1: There are times when I am really tired of people, but I feel lonely too. I know the people who I am working with are really good and it's not because I don't like them, I just really like the idea of helping them to do things that I have no interest in doing myself, I just love the idea that I could help them and that is the best part of wo

Clearly that the more sophisticated method's setting can give us pretty impressive results. So it is a tieme to explore this avenue more, we will use the prompts taken from OpenAI's GPT-2 webiste, where they feed them to a full-sized GPT-2 model. This comparison will give us an idea of how well we are doing with a local (smaller) model compared to a full one that was used.

In [14]:
MAX_LEN = 500

In [15]:
prompt1 = 'In a shocking finding, scientist discovered a herd of unicorns living in a remote, previously unexplored valley, in the Andes Mountains. Even more surprising to the researchers was the fact that the unicorns spoke perfect English.'

# encode the print
input_ids = tokenizer.encode(prompt1, return_tensors='tf')

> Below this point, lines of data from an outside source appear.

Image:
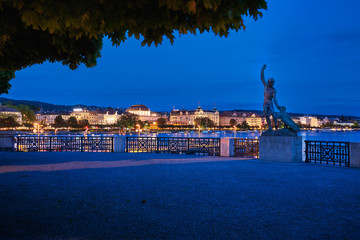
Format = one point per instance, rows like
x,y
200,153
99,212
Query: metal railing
x,y
337,153
246,147
178,145
64,144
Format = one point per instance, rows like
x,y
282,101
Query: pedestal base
x,y
281,148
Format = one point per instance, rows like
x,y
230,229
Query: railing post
x,y
120,144
7,141
157,144
50,138
227,147
354,155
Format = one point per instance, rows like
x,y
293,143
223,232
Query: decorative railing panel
x,y
337,153
198,146
246,147
64,144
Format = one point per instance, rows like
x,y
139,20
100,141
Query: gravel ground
x,y
159,196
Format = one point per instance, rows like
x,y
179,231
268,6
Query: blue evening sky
x,y
311,48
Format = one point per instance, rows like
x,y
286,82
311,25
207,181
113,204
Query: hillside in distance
x,y
49,107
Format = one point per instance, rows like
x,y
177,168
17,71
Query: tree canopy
x,y
71,32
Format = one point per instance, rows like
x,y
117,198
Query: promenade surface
x,y
160,196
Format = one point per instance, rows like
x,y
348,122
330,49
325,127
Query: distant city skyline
x,y
311,48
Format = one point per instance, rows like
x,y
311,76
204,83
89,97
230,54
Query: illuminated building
x,y
49,118
187,117
10,112
144,114
252,119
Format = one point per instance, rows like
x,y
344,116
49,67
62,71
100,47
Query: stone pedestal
x,y
119,144
227,147
280,148
7,141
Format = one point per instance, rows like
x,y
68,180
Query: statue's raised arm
x,y
276,102
262,75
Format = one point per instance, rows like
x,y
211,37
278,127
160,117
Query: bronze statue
x,y
269,99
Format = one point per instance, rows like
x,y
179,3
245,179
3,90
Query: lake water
x,y
345,136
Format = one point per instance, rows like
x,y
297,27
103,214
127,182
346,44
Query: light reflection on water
x,y
346,136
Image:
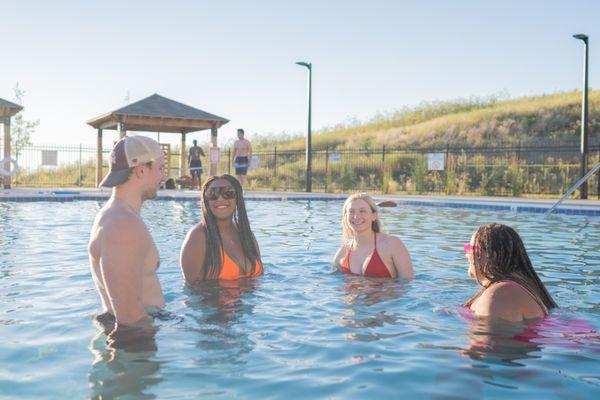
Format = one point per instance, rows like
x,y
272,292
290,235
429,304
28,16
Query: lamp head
x,y
304,64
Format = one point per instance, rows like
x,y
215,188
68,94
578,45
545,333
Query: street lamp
x,y
584,117
308,142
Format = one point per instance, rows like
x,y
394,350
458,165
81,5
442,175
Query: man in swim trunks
x,y
122,254
242,158
195,163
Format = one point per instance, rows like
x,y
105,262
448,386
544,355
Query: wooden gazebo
x,y
7,111
157,114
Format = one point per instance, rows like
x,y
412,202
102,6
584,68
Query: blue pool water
x,y
299,331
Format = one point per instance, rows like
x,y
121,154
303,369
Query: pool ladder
x,y
572,189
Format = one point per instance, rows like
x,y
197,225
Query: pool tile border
x,y
59,197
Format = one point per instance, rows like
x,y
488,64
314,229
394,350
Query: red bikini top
x,y
375,268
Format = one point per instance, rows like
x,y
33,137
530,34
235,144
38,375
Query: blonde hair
x,y
376,226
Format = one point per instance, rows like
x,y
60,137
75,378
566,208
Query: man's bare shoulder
x,y
117,219
197,232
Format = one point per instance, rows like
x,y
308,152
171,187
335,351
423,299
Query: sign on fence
x,y
435,161
214,155
255,162
50,158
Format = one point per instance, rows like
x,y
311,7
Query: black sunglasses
x,y
226,192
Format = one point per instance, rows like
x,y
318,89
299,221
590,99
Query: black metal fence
x,y
511,170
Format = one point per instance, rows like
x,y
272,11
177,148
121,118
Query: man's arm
x,y
124,248
193,251
401,259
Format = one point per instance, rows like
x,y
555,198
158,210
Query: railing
x,y
572,189
509,170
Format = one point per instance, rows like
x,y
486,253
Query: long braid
x,y
507,259
213,261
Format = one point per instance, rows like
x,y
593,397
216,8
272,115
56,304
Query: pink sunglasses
x,y
469,248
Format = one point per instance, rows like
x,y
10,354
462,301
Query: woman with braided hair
x,y
511,289
222,245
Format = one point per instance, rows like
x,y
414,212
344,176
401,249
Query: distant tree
x,y
21,129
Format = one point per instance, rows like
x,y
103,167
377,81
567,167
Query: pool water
x,y
299,331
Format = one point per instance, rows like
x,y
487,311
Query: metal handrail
x,y
572,189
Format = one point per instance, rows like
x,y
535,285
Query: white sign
x,y
214,155
50,157
435,161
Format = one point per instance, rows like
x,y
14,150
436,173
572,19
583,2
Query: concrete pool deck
x,y
518,204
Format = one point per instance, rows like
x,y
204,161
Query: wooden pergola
x,y
157,114
7,111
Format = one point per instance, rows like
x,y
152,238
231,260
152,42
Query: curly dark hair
x,y
506,259
213,261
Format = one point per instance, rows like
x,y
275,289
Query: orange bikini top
x,y
230,270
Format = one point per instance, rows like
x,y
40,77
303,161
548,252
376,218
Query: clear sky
x,y
79,59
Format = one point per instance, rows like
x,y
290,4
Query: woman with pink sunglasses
x,y
511,289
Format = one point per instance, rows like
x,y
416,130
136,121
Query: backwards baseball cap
x,y
130,152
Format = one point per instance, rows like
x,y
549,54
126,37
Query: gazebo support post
x,y
213,141
7,179
99,160
182,156
122,130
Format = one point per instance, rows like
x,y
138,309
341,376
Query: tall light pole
x,y
584,117
308,141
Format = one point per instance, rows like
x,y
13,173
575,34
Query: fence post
x,y
79,176
326,167
275,162
229,161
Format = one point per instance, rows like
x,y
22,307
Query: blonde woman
x,y
366,249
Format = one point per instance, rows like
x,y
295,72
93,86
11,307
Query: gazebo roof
x,y
158,114
8,109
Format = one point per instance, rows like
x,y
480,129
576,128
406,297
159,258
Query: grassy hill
x,y
474,122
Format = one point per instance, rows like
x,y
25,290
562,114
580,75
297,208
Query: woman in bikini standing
x,y
511,289
222,245
366,249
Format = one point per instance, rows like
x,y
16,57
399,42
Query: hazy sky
x,y
79,59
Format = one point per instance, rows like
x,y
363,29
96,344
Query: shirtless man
x,y
123,256
242,158
195,163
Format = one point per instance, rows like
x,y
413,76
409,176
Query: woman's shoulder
x,y
508,300
197,231
387,239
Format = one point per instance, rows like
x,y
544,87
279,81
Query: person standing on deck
x,y
195,163
242,158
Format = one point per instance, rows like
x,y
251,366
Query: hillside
x,y
474,122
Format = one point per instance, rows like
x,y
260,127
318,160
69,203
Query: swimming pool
x,y
298,331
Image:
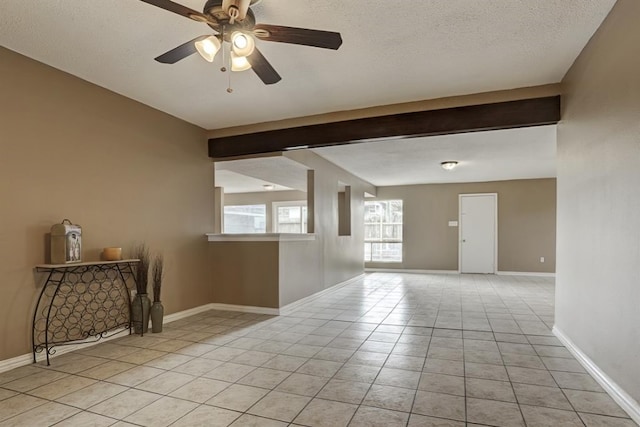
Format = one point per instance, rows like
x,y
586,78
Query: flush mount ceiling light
x,y
449,165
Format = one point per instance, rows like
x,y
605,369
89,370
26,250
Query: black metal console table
x,y
81,303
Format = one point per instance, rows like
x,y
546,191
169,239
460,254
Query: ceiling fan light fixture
x,y
208,47
239,63
449,165
242,44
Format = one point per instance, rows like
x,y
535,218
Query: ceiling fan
x,y
233,21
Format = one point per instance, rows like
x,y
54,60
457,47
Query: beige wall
x,y
124,171
301,268
245,273
336,258
526,224
598,279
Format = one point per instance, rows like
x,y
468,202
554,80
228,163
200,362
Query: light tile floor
x,y
388,350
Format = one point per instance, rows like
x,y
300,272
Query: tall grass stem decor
x,y
157,276
141,252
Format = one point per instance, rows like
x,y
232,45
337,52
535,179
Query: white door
x,y
478,233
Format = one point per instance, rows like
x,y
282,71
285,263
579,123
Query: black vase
x,y
140,307
157,315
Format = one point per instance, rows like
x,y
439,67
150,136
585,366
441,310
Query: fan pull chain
x,y
229,88
223,68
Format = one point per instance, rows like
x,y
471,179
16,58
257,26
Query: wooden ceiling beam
x,y
473,118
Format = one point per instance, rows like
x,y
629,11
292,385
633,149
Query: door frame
x,y
495,229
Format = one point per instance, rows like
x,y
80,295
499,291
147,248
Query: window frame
x,y
289,203
224,213
382,240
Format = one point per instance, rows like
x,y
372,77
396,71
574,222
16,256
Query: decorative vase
x,y
140,307
157,314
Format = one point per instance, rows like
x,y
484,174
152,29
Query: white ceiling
x,y
250,175
523,153
393,52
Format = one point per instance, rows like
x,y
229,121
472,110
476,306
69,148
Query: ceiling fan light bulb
x,y
208,47
242,44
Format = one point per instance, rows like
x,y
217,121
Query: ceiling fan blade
x,y
262,68
303,36
179,9
180,52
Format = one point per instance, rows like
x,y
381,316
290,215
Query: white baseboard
x,y
524,273
410,271
186,313
15,362
243,308
621,397
292,306
26,359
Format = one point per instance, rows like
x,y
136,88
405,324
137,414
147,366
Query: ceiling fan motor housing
x,y
217,9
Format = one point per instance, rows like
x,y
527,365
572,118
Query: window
x,y
290,217
383,231
245,219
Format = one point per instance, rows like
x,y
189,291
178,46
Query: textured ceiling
x,y
393,52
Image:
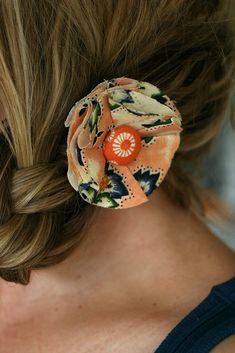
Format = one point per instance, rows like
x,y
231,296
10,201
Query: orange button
x,y
122,145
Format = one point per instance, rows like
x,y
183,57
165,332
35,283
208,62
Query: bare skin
x,y
137,273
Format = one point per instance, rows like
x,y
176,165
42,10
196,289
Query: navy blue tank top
x,y
209,323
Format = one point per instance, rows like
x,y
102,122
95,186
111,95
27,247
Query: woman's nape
x,y
138,264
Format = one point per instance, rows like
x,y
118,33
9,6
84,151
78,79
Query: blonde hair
x,y
52,53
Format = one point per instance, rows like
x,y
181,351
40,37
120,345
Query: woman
x,y
76,277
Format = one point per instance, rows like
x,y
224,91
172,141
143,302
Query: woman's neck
x,y
147,254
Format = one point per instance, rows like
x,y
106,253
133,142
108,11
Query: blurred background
x,y
219,167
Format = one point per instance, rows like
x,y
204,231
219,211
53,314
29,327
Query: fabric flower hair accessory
x,y
121,140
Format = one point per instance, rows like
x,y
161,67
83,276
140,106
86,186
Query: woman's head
x,y
52,53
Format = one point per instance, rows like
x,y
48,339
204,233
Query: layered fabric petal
x,y
113,104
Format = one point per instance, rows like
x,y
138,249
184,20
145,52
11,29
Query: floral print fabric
x,y
112,103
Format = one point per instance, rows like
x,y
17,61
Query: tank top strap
x,y
209,323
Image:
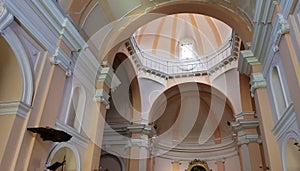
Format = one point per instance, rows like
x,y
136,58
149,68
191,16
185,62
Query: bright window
x,y
186,50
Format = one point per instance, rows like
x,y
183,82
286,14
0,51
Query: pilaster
x,y
105,80
264,115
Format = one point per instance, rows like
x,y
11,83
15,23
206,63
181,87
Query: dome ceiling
x,y
164,37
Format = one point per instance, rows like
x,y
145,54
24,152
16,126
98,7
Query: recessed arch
x,y
211,107
127,25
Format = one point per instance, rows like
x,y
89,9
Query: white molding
x,y
242,124
257,80
77,137
241,115
102,96
62,24
246,61
284,123
107,76
57,147
14,108
6,18
23,60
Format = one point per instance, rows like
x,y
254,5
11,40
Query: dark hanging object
x,y
50,134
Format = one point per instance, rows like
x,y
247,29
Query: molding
x,y
14,108
108,76
242,124
257,80
6,18
102,96
241,115
281,27
27,76
249,138
139,128
246,61
77,137
285,122
62,24
139,142
56,147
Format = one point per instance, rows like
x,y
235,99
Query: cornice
x,y
14,108
6,18
257,80
246,61
284,123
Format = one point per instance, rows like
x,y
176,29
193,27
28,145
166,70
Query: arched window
x,y
278,93
186,50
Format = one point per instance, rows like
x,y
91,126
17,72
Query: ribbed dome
x,y
169,36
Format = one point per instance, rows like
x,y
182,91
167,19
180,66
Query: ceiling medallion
x,y
198,165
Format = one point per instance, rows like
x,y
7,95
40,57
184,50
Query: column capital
x,y
6,18
107,76
257,80
246,61
282,27
248,138
102,96
243,124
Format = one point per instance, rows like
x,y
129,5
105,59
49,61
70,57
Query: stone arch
x,y
127,25
67,146
160,113
128,90
26,71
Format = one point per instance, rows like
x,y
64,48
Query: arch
x,y
115,156
288,136
127,25
59,146
129,90
193,100
26,71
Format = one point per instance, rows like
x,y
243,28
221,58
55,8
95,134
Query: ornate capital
x,y
102,96
283,27
257,80
106,75
5,17
246,61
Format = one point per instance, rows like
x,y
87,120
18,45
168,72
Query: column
x,y
249,140
220,165
176,165
95,129
264,115
139,148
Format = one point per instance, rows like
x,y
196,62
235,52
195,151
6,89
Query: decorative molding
x,y
27,76
139,128
62,24
77,137
102,96
246,61
257,80
14,108
106,75
249,138
282,28
6,18
241,115
61,59
139,142
242,124
284,123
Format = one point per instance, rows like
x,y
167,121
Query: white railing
x,y
175,67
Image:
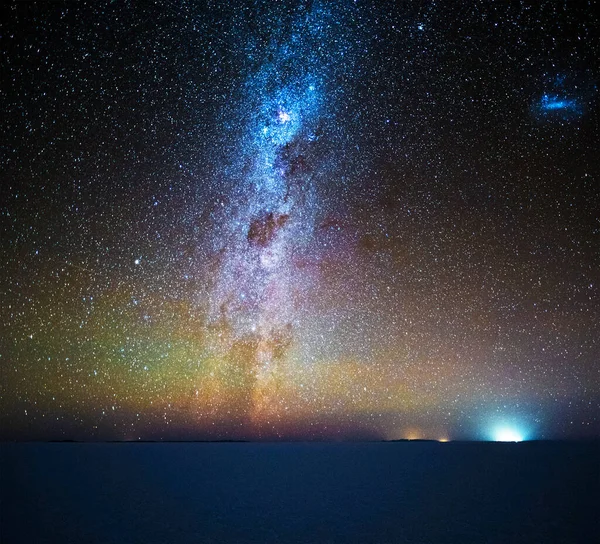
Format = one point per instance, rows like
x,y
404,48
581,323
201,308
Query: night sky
x,y
299,220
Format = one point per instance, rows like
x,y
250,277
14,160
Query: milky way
x,y
300,220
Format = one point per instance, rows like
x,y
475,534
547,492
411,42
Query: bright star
x,y
507,434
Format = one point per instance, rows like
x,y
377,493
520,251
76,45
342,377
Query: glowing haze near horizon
x,y
300,220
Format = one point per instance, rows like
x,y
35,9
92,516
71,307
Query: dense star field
x,y
300,220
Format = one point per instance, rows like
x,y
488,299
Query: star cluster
x,y
300,220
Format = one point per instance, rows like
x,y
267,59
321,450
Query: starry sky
x,y
353,219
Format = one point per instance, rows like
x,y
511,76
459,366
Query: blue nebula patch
x,y
562,100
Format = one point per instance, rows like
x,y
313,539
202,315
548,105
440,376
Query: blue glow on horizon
x,y
553,102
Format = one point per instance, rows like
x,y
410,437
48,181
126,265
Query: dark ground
x,y
539,492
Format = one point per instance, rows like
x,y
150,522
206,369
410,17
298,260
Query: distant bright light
x,y
506,434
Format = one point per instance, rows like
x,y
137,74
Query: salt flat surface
x,y
405,492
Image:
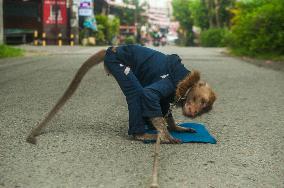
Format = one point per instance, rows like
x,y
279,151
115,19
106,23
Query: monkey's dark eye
x,y
203,102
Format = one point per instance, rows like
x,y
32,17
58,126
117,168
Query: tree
x,y
1,22
182,14
211,13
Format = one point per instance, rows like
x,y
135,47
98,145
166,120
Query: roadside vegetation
x,y
251,28
7,51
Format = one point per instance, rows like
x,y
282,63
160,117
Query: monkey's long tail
x,y
87,65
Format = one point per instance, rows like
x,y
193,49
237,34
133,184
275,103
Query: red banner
x,y
54,12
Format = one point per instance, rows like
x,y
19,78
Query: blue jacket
x,y
158,75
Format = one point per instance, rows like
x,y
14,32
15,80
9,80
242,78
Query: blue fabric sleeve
x,y
125,54
152,96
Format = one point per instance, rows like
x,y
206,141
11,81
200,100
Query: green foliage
x,y
130,40
199,14
213,37
107,29
211,13
258,28
6,51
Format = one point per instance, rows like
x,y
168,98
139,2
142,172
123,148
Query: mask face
x,y
199,100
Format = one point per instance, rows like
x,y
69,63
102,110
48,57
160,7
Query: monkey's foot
x,y
145,137
182,129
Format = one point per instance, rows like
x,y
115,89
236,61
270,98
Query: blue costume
x,y
148,79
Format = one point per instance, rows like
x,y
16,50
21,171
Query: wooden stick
x,y
155,166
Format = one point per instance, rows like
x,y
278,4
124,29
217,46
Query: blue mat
x,y
201,136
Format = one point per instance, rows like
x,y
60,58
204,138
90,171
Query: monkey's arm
x,y
174,127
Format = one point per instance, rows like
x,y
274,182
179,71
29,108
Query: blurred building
x,y
23,17
159,13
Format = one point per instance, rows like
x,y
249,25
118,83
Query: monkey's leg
x,y
93,60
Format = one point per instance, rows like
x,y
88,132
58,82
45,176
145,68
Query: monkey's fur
x,y
200,99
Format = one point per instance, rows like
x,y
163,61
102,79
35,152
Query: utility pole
x,y
1,23
74,20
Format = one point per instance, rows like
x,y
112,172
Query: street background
x,y
87,145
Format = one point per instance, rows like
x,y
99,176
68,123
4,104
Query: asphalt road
x,y
87,145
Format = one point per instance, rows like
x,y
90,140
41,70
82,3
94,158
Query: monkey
x,y
150,80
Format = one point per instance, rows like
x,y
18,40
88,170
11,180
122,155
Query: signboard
x,y
86,8
54,12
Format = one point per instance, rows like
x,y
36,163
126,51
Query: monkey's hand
x,y
160,124
174,127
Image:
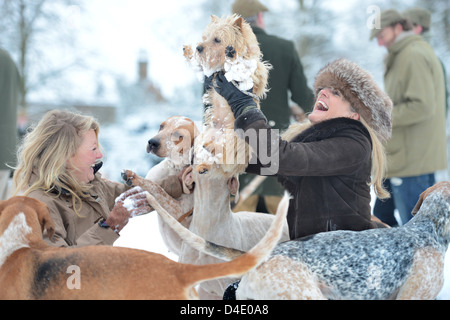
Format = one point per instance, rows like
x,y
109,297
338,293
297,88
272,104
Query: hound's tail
x,y
243,262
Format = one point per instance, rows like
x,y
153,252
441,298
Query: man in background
x,y
9,96
287,82
414,80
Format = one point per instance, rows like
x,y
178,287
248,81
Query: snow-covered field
x,y
142,233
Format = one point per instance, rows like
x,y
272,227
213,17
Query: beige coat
x,y
414,80
81,230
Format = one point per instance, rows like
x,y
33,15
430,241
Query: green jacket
x,y
414,80
287,76
9,96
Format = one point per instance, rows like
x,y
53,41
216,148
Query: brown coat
x,y
72,230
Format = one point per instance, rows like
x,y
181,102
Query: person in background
x,y
414,80
58,164
287,82
421,20
9,100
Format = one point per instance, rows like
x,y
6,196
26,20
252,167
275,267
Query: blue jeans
x,y
406,192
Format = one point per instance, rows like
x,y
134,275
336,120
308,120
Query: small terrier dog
x,y
229,45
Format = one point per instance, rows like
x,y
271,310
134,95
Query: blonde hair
x,y
378,155
44,152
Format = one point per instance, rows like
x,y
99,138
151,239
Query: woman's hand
x,y
238,100
129,204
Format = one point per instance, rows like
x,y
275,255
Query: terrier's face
x,y
224,38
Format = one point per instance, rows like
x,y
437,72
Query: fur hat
x,y
248,8
360,90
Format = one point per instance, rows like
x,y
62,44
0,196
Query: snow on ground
x,y
125,145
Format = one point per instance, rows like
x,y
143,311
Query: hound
x,y
397,263
31,269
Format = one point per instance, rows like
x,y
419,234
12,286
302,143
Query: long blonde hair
x,y
378,155
44,153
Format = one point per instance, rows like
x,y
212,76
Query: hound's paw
x,y
128,176
230,52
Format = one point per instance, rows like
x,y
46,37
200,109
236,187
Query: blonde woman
x,y
329,165
58,163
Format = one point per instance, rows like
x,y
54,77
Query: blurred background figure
x,y
289,97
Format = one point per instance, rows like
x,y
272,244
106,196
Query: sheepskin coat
x,y
326,169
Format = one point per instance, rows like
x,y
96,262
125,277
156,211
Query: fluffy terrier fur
x,y
229,45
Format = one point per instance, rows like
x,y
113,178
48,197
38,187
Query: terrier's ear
x,y
238,23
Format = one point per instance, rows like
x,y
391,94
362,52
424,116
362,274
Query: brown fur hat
x,y
360,90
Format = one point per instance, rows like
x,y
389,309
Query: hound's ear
x,y
45,219
238,23
187,180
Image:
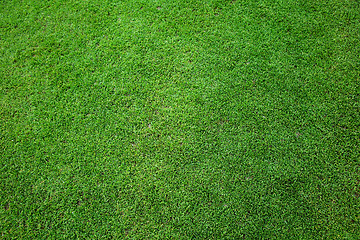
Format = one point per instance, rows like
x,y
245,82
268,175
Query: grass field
x,y
180,119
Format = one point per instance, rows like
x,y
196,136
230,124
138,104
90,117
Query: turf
x,y
180,119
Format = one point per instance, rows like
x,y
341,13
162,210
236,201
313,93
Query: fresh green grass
x,y
180,119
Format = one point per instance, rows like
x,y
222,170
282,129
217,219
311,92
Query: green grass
x,y
180,119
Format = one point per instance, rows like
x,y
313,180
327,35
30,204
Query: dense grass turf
x,y
137,119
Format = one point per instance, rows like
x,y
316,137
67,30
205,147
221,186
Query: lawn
x,y
180,119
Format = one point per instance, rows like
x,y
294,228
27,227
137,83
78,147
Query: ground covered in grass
x,y
180,119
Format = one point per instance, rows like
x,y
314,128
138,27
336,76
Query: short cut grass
x,y
179,119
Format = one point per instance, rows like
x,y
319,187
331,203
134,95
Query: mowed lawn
x,y
180,119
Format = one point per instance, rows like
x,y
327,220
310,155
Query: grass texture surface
x,y
179,119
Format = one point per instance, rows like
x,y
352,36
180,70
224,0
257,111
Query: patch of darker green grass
x,y
179,119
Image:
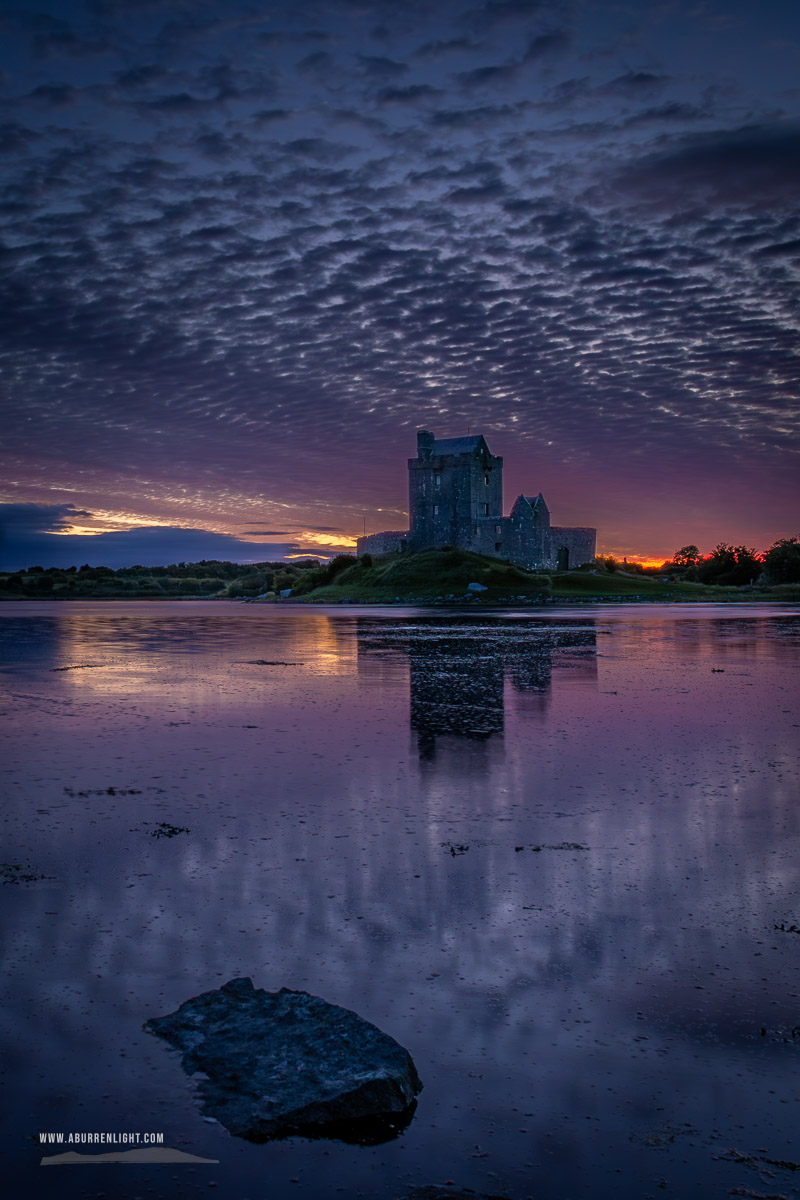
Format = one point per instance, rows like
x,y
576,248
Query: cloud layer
x,y
246,252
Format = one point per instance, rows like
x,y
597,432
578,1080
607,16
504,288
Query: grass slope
x,y
441,575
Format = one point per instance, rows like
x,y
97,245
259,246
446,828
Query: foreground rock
x,y
286,1062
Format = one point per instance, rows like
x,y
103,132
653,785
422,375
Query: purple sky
x,y
248,249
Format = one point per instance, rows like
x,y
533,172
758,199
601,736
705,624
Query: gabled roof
x,y
533,502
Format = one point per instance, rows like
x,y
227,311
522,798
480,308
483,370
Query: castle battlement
x,y
456,499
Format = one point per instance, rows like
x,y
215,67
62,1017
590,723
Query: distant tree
x,y
782,561
729,567
687,556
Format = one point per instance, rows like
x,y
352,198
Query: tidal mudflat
x,y
557,856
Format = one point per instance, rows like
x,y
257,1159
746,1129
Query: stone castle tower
x,y
456,499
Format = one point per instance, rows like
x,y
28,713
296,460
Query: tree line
x,y
738,565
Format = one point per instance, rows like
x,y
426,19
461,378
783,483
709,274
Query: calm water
x,y
587,1018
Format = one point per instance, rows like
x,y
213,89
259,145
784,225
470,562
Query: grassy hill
x,y
433,576
444,575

sample_outputs = GPT2.generate(
                              input_ids,
                              do_sample = True, 
                              max_length = MAX_LEN,                              #to test how long we can generate and it be coherent
                              #temperature = .8,
                              top_k = 50, 
                              top_p = 0.85 
                              #num_return_sequences = 5
)

print("Output:\n" + 100 * '-')
for i, sample_output in enumerate(sample_outputs):
    print("{}: {}...".format(i, tokenizer.decode(sample_output, skip_special_tokens = True)))
    print('')

Output:
----------------------------------------------------------------------------------------------------
0: In a shocking finding, scientist discovered a herd of unicorns living in a remote, previously unexplored valley, in the Andes Mountains. Even more surprising to the researchers was the fact that the unicorns spoke perfect English.

This is the first confirmed sighting of unicorns in the Andes, according to a press release from the University of Cambridge.

Scientists had previously believed that the unicorns might have been extinct. They had also believed that the unicorns might have been killed off by the glaciers that once covered their mountain range.

However, after conducting a detailed study of their language, scientists believe that the unicorns actually speak English in a language that resembles that of their European ancestors.

The scientists who spotted the unicorns used a high-tech equipment that can detect the faint traces of light that is emitted by the Earth's 

As can be seen from the above result, we did train the full scale model. And the result is pretty good.

As can be seen from the above examples, a GPT-2 model working out of the box (without finetuning) can already generate plausible-looking long-form text. Assessing the fure impract of this technology on the field of communication remains an open and highly controversial issue.